Jesus told the Truth…always, and was hated for it; murdered for it. Christians speak Truth…the same Truth spoken by Christ…and are hated and persecuted for it.
This will be until Christ returns to cleanse the earth of evil…and that includes islam and its evil demon ‘god,’ satan the devil.
gravenimage says
Gaza: Internal Hamas government memo calls for ‘activities to reduce interaction with Christmas’
…………….,.
Hamas has already driven out or murdered almost all the Christians from Gaza–but they are still going to persecute the few remaining.
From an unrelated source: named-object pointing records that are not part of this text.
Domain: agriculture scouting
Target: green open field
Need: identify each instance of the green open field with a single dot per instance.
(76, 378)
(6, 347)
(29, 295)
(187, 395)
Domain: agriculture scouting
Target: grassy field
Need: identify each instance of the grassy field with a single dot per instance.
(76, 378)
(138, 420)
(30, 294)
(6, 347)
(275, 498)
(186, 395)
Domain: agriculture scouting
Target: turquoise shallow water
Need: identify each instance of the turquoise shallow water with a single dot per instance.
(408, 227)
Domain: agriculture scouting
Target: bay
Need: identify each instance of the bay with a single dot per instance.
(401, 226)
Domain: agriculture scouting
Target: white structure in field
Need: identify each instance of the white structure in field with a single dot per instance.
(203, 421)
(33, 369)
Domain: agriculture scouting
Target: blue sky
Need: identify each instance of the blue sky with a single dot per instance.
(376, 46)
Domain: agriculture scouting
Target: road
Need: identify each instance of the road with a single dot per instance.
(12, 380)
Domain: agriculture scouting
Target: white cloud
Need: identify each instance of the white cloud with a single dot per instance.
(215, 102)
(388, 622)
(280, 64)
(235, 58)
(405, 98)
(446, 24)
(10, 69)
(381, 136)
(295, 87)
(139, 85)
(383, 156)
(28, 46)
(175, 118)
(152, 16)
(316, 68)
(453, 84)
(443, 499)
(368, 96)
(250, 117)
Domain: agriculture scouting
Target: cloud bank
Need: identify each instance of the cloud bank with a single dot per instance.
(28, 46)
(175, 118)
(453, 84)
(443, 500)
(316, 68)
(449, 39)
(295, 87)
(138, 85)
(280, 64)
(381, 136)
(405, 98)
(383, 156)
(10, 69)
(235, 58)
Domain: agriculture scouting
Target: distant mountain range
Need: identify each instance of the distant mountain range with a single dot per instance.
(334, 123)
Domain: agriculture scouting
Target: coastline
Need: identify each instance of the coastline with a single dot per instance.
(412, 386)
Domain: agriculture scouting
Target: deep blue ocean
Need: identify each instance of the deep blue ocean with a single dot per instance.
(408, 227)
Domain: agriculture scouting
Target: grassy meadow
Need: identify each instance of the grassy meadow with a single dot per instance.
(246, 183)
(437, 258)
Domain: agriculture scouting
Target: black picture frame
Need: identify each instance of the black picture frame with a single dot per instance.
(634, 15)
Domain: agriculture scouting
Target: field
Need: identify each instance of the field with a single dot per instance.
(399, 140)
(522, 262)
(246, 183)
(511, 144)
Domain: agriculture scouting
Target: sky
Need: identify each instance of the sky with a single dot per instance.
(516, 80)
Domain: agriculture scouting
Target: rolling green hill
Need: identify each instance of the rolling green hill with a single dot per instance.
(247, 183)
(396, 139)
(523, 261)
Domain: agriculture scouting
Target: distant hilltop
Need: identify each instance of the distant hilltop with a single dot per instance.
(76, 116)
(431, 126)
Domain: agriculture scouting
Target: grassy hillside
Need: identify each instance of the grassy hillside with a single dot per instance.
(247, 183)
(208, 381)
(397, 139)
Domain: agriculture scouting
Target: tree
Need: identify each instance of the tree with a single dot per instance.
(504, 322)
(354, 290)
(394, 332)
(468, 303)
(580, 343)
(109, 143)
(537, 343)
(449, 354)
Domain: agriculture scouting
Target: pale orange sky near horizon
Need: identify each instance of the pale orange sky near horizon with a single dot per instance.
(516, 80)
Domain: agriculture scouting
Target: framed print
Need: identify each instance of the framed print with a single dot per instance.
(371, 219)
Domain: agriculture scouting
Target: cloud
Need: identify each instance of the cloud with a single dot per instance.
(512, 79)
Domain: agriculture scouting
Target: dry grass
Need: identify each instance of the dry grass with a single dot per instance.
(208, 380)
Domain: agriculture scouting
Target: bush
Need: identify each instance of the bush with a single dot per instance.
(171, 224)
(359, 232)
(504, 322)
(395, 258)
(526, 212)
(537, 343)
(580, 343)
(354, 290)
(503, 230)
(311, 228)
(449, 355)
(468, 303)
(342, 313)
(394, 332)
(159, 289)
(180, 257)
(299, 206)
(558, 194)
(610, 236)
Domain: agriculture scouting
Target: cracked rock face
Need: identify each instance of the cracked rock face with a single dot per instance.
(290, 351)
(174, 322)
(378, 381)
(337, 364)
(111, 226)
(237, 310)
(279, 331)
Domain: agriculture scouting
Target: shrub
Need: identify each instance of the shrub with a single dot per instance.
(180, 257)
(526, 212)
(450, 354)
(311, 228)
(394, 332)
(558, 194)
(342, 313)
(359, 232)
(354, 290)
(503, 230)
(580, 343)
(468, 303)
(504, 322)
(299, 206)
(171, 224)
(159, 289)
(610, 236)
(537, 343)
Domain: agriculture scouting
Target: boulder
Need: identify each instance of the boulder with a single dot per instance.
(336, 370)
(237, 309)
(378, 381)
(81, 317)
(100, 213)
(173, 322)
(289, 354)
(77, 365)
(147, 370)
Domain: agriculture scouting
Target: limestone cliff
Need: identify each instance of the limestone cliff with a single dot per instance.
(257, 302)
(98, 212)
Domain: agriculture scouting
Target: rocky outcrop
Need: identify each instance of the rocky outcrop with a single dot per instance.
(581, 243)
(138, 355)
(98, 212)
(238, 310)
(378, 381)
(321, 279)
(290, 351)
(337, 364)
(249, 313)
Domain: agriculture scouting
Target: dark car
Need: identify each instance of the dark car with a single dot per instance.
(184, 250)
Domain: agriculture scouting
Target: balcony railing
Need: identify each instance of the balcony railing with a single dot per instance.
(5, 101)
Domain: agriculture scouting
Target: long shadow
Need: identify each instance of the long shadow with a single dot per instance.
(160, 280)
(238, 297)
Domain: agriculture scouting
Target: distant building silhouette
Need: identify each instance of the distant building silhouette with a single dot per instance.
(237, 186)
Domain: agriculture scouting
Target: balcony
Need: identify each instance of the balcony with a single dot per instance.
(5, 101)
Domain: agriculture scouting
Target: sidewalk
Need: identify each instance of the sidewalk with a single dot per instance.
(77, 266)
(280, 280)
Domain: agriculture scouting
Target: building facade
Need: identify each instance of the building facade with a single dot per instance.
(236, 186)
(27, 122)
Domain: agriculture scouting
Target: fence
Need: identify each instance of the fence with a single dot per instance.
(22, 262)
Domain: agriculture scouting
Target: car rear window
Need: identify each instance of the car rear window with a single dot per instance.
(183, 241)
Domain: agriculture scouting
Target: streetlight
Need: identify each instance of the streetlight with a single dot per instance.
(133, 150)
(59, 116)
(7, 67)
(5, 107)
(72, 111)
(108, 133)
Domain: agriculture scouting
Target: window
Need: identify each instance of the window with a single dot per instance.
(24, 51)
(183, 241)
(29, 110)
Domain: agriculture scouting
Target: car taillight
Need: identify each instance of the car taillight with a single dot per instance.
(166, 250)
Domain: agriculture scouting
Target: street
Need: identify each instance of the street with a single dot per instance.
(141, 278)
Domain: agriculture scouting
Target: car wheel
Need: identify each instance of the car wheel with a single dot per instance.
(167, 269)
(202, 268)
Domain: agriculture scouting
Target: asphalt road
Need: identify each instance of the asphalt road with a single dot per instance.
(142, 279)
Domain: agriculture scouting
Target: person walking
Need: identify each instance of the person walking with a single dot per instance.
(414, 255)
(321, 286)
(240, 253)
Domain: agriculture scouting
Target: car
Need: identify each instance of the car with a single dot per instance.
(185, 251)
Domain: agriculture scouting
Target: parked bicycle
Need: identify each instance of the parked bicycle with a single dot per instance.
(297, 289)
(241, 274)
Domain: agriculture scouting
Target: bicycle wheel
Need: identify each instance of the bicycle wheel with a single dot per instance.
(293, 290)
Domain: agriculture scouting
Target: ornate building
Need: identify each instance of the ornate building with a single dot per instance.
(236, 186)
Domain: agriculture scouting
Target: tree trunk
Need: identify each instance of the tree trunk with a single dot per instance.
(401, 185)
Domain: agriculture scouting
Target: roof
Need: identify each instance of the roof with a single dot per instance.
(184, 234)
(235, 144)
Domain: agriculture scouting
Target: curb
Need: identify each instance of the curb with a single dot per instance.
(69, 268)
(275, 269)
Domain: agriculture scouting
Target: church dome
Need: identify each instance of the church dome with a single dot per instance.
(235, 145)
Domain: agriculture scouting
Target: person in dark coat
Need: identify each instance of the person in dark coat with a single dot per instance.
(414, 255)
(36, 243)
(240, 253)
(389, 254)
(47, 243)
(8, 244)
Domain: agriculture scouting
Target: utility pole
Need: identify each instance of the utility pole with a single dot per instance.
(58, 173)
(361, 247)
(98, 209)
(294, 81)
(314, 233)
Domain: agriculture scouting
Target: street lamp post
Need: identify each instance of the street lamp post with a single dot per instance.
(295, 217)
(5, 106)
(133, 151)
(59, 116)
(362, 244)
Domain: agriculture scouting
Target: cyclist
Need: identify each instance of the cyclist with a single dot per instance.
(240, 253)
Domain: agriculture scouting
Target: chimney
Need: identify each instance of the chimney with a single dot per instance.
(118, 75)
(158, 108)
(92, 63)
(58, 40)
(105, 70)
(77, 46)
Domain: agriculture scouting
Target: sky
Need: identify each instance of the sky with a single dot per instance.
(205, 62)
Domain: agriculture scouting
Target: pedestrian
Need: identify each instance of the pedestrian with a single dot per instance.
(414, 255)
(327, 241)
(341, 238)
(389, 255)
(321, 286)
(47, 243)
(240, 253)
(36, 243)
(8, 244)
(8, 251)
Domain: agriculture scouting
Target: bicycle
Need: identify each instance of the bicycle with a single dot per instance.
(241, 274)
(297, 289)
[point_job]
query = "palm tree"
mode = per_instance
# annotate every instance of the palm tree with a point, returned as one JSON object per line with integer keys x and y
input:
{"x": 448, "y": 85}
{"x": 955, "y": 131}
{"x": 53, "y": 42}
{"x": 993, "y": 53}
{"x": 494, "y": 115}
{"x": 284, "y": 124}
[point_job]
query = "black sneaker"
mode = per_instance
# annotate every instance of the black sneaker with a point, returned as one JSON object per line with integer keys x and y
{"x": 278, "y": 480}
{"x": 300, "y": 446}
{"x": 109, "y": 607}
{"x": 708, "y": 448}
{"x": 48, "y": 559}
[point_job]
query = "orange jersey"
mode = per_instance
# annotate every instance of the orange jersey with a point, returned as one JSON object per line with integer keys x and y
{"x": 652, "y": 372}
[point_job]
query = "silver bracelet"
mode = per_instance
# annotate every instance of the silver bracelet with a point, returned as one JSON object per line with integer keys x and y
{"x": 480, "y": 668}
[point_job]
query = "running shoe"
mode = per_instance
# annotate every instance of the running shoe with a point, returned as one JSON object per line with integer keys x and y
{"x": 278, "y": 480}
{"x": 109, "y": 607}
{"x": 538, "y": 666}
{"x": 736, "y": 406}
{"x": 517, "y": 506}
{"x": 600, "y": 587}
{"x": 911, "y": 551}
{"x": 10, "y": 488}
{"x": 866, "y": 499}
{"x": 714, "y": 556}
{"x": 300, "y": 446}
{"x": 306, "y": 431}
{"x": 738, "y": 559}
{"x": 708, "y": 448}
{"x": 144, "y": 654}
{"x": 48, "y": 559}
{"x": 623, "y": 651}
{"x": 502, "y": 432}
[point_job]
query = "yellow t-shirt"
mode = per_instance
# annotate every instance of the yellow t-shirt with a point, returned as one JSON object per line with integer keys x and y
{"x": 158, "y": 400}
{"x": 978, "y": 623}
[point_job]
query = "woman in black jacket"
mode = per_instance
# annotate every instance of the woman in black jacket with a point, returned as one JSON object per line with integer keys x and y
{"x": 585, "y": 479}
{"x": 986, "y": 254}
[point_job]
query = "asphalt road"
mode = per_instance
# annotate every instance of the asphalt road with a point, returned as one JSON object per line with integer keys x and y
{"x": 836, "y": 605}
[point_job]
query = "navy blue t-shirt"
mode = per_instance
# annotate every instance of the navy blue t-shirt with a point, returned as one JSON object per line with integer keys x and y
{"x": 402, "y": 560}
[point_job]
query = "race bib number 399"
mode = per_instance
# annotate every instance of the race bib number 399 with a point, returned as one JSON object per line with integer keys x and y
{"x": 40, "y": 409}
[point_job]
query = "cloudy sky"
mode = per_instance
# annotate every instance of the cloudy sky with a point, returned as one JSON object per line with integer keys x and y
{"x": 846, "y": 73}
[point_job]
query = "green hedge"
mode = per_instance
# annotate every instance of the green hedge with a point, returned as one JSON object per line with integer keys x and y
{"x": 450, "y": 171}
Surviving Christians are under 1% of the population there–probably less than 18,000 people.
Florin P says
Christians should never live in terrorist-lead countries. I guess the Christians who live there are the ancestors of the Crusaders who once cleared the land. If Europe is accepting refugees, all of them should be Christians, not terrorists and other trojan horses.
gravenimage says
Florin, you don’t appear to know that the Levant is the *birthplace* of Christianity. Your idea that Christianity was brought in to the region as some sort of alien creed a thousand years after the birth of Christ is quite mistaken.
I do agree, though, that Christians have no future in Muslim hell holes, and that the West should offer persecuted Christians sanctuary.